The urge to create an immaterial psychic-emanation double of oneself, a Tulpa, stems from the same root. But it is not a proper syndrome until someone is promoting Re-Twinning Therapy. Alas, the Psych Today scamster has only progressed as far as Energy Therapy:
When I need to help my clients to uncover the very-early-in-life experiences that may have left residues of chronic intuitions that something was wrong, I find that energy therapy treatment methods are essential. For these, I ask one of the energy therapists in our office suite of multiple independent therapy professionals to join me for a session in which we work together, combining my conventional therapy techniques with their deeper-access energy methods.
(it is reassuring to know that Psych. Today is the voice of factual, empirical psychology, which has ousted the charlatans and magical thinkers who plagued the discipline in the past and gave it an undeserved reputation as a haunt of grifters).

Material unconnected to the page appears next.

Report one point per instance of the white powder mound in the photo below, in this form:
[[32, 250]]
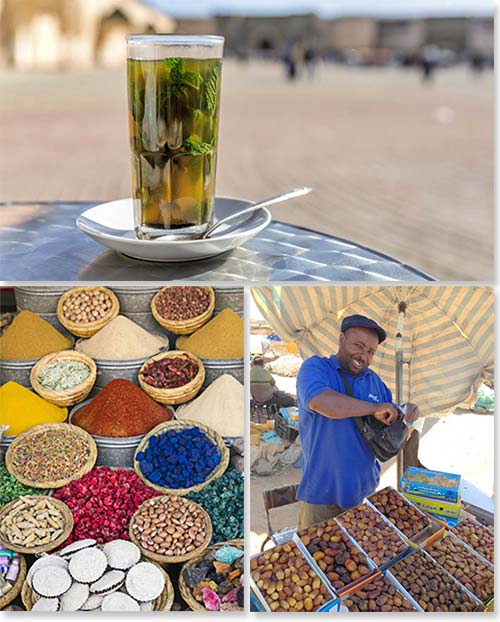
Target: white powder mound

Birth-trauma belief systems and the fad for parturition-dramaturgy were an entertaining feature of the 70s, apart from the occasional death when rebirthing therapists became over-enthusiastic with their reenactment of a difficult labour. My own invention of De-birthing therapy never caught on.

Re-Twinning Therapy is where you overcome the trauma of separation from the other self by re-enacting the whole inter-uterine experience more successfully, with nine months of close confinement on life-support followed by happy emergence into a wider universe. If nothing else, this will be a boon for recruiting people to migrate to Mars.

Alternative Beckett rebirthing-therapeutic title: 
Astride of a grave and a difficult birth. Down in the hole, lingeringly, the grave digger puts on the forceps.